The resin fine particles are added to stabilize the toner base particles formed in the aqueous medium. For this reason, it is preferable to add so that the coverage existing on the surface of the toner base particles is in the range of 10 to 90%. For example, polymethyl methacrylate fine particles 1 μm and 3 μm, polystyrene fine particles 0.5 μm and 2 μm, poly (styrene-acrylonitrile) fine particles 1 μm, trade names are PB-200H (manufactured by Kao Corporation), SGP (manufactured by Soken Co., Ltd.), Technopolymer There are SB (manufactured by Sekisui Plastics Co., Ltd.), SGP-3G (manufactured by Sokensha), Micropearl (manufactured by Sekisui Fine Chemical Co., Ltd.) and the like.
In addition, inorganic compound dispersants such as tricalcium phosphate, calcium carbonate, titanium oxide, colloidal silica, and hydroxyapatite can also be used.

  As a dispersant that can be used in combination with the above resin fine particles and inorganic compound dispersant, the dispersed droplets may be stabilized by a polymer protective colloid.
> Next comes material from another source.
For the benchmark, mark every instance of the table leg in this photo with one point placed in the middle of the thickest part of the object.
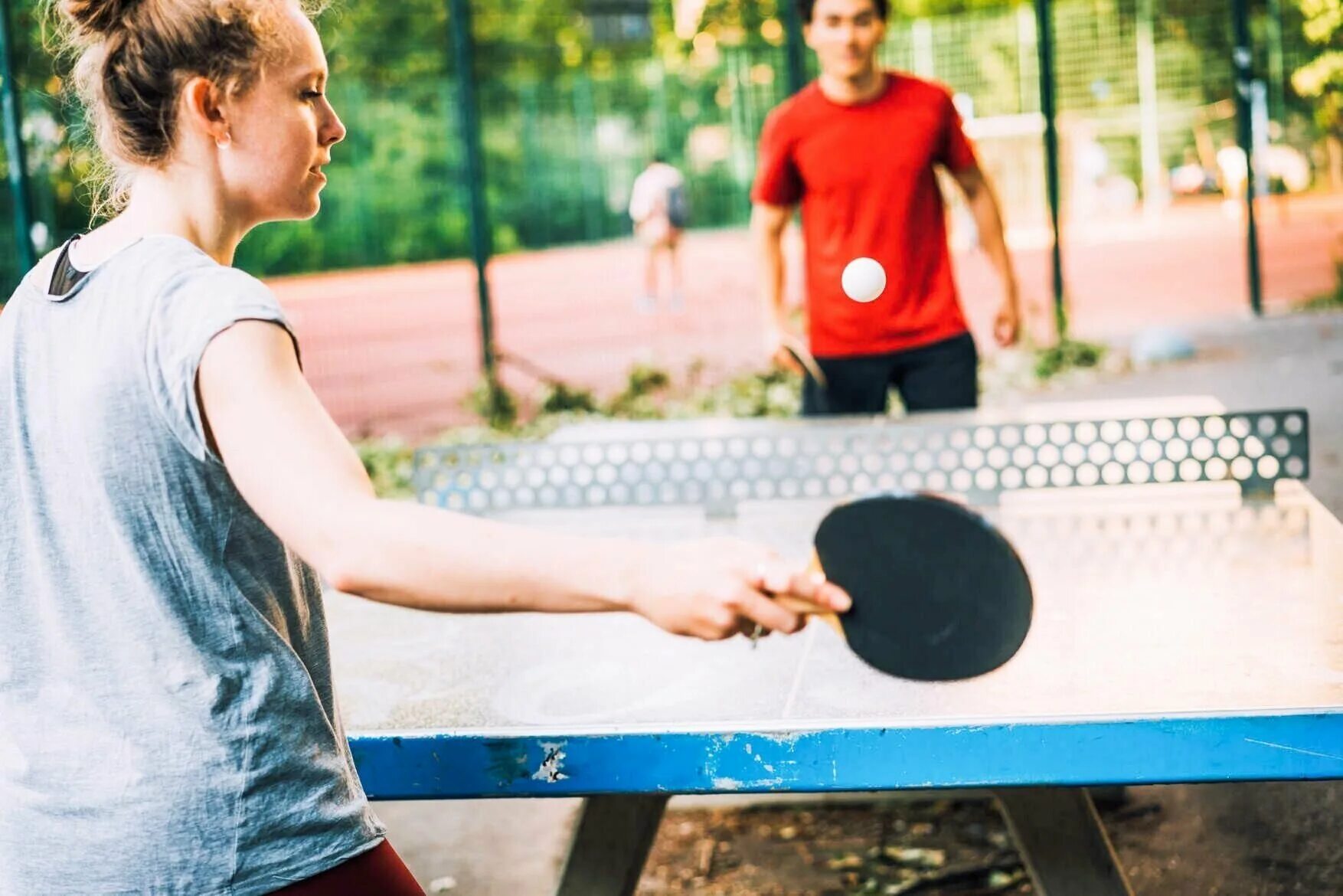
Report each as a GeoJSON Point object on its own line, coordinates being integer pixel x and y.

For example, acrylic acid, methacrylic acid, α-cyanoacrylic acid, α-cyanomethacrylic acid, itaconic acid, crotonic acid, fumaric acid, maleic acid or maleic anhydride and other (meth) acrylic monomers containing hydroxyl groups Bodies such as acrylic acid-β-hydroxyethyl, methacrylic acid-β-hydroxyethyl, acrylic acid-β-hydroxypropyl, methacrylic acid-β-hydroxypropyl, acrylic acid-γ-hydroxypropyl, methacrylic acid-γ-hydroxy Propyl, acrylic acid-3-chloro-2-hydroxypropyl, methacrylic acid-3-chloro-2-hydroxypropyl, diethylene glycol monoacrylate, diethylene glycol monomethacrylate, glycerol monoacrylate, glycerol monomethacrylate Luric acid esters, N-methylol acrylamide, N-methylol methacrylamide, etc., vinyl alcohol or ethers with vinyl alcohol, such as vinyl methyl ether, vinyl ethyl ether, vinyl propyl ether, or compounds containing vinyl alcohol and a carboxyl group Esters such as vinyl acetate, vinyl propionate, vinyl butyrate, acrylamide, methacrylamide, diacetone acrylamide or their methylol compounds, acid chlorides such as acrylic acid chloride, methacrylic acid chloride, vinyl pyridine, vinyl pyrrolidone, vinyl Nitrogen compounds such as imidazole and ethyleneimine, or homopolymers or copolymers such as those having a heterocyclic ring thereof, polyoxyethylene, poly Xoxypropylene, polyoxyethylene alkylamine, polyoxypropylene alkylamine, polyoxyethylene alkylamide, polyoxypropylene alkylamide, polyoxyethylene nonylphenyl ether, polyoxyethylene lauryl phenyl ether, polyoxyethylene stearyl phenyl ester, polyoxy Polyoxyethylenes such as ethylene nonylphenyl ester, celluloses such as methyl cellulose, hydroxyethyl cellulose, and hydroxypropyl cellulose can be used.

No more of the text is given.